2. Investment Scams: fraudsters misrepresenting that the products or services of publicly traded companies can prevent, detect, or cure coronavirus.
3. Product Scams: companies selling unapproved or misbranded products that make false claims pertaining to COVID-19; or fraudulently marketing COVID-19-related supplies such as facemasks.
4. Insider Trading: insiders conducting transactions based on, or tipping others with, material non-public information about the negative impacts of COVID-19 on the financial performance of shares.
Accordingly, FinCEN advised financial institutions “to remain alert about malicious or fraudulent transactions similar to those that occur in the wake of natural disasters.”
DRT Commentary
Unfortunately, criminals see the international emergency caused by the novel coronavirus as an opportunity to prey on their victims.
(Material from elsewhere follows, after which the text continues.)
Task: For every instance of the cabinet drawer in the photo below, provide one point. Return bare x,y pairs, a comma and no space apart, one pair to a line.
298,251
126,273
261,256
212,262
Individuals and companies should take great care to make themselves familiar with the emerging trends identified by FinCEN so they can detect criminal activity and alert law enforcement agencies.
In addition, financial institutions should update their compliance programs and due diligence practices in accordance with FinCEN’s March 16, 2020 statement because it provides useful insight into FinCEN’s view of the application of the Bank Secrecy Act (“BSA”) under the current circumstances. Notably, FinCEN’s statement will carry substantial weight as to whether FinCEN or other U.S. Government agency brings a legal action against a financial institution and/or its representatives for not filing the appropriate suspicious activity reports for transactions linked to COVID-19.